It was late November and the cakes had been producing slowly, but steadily for several weeks now.



It was late November and the cakes had been producing slowly, but steadily for several weeks now. The day was unusually pleasant for Scotland at this time of year - cool but not cold, bright sunlight and a clear sky. Time for the last outdoor trip of the year.



The venue - a large hill on the coast with a commanding view of the surrounding countryside. The ‘shrooms - rice-cake grown cubensis (PF Tek). 3 dry grams for me, 2 for A, who’s a bit smaller and lighter. No MAOI, and empty stomachs for both of us. Apart from the can of Irn Bru we used to wash the ‘shrooms down with, that is...



20 minutes of walking; a couple of scrambles and we were at the top. There were a few people up there before us, and a couple of people came and went while we were up there, but nobody bothered us. Perhaps the sight of two large people giggling at the sky gave them cause to think they’d be better off enjoying the beauty of nature somewhere else.



We were both ‘up’ fairly quickly. However, we both noticed that it seemed to come in ‘waves’ - it seemed as if we’d both get a few minutes thinking “Oh damn, they weren’t preserved properly/I didn’t take enough/I’m not in the mood/(insert your own reason for thinking a trip hasn’t kicked in yet)” then we’d get a blast from the ‘shrooms. Then a few minutes thinking “Oh damn, is that it?” then another pulse from the ‘shrooms. Then....



I’ve never seen a lightshow like it. I’ve seen Hawkwind, Pink Floyd, Yes and <deity> knows how many rock bands trying to impress their audience with pretty lights and colours. This would have blown all of them away. The sun took two hours to set, and as it did so, the lights came up. Street lights in the town below. Car headlights across a network of small winding back roads, with lots of hills and dips. Boats at sea. Planes overhead. Lighthouses strung out in a line all down the coast. Huge geometric patterns across the twilight purple sky.



The moon.



It wouldn’t hold still. If we tried to make it, the ground shifted and rippled alarmingly. It spewed radio waves, rainbow streamers and neon spirograph patterns.



A moon bright enough to cast sharp shadows and a star-filled sky. Wonderful trip toys.



There was, however, one downside to this blast of cosmic splendour. We’d be standing, staring into the depths of space, a fractal tracery of light unfolding on the black velvet that covered the land before us...



...and this <expletive deleted> ice-cream van would switch on its jingle in the town below the hill. A scratchy, tinny rendition of “Whistle While You Work” was broadcast at ear-splitting volume.

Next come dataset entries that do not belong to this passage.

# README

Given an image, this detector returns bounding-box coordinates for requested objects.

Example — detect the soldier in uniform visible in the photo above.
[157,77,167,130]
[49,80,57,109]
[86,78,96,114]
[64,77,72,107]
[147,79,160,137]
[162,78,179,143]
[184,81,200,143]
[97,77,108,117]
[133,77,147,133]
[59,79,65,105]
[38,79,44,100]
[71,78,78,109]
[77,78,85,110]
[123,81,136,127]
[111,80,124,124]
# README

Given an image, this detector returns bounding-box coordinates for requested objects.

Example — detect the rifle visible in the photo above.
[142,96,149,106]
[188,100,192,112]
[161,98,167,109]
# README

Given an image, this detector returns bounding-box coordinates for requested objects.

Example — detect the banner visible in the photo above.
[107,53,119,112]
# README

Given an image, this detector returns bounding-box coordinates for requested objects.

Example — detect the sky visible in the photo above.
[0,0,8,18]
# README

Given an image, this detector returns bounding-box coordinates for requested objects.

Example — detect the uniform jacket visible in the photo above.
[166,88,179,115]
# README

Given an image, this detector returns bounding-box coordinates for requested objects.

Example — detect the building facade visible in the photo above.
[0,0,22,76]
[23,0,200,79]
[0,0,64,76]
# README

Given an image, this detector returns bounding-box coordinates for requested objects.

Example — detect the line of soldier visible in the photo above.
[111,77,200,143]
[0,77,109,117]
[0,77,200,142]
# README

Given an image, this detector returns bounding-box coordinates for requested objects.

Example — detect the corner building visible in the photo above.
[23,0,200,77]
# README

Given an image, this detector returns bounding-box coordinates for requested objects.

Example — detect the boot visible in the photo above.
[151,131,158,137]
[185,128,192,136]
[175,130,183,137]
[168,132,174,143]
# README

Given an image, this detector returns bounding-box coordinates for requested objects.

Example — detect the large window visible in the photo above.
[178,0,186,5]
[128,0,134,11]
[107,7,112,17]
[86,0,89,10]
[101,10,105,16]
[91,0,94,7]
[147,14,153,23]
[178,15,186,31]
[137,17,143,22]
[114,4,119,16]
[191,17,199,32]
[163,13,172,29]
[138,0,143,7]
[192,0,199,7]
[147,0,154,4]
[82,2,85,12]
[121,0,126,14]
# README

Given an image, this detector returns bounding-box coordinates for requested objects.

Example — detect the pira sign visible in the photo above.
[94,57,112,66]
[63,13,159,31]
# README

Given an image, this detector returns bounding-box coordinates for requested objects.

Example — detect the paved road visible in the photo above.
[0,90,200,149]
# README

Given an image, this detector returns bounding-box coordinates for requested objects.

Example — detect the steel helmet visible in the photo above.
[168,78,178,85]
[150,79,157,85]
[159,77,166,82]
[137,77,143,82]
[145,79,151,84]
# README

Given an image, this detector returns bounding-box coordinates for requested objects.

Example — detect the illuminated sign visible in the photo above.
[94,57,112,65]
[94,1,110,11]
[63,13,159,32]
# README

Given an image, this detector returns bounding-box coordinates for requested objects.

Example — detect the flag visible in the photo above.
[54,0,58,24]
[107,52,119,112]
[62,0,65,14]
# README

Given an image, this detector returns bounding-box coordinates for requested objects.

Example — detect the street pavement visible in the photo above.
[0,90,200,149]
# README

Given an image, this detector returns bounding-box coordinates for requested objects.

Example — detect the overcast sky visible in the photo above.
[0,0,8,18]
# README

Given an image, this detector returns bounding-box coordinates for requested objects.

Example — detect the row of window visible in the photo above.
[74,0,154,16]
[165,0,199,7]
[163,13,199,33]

And high-frequency sound carries a long way. It cracked us up every time.



It took a little while to scrabble back down the mountain in the dark, but we had a good torch and most of our faculties back to useful states. Strangely, it was easy to concentrate hard enough to get down a fairly steep muddy slope intact, but when we got to the car and sat down, it only took a couple of minutes for the trip to ‘return’. I cranked the chair back, opened the sunroof and all the doors and listened to the evening sounds.



As before, I came back with sore cheek muscles from grinning madly when I wasn’t actually laughing. As before, no appetite on the trip, nor for some while after it. When I did decide to eat something, it seemed to have almost no flavour. No more tired than you’d expect from a three hour walk over rough paths. No nausea for either of us. A seems to be more susceptible to this than I seem to, although we’re not sure if it’s just the anticipation, mild nervousness and adrenalin rush that triggers it. It’s never been severe, and it’s never lasted very long. No great personal insights, just a damn fine way to spend a Saturday afternoon.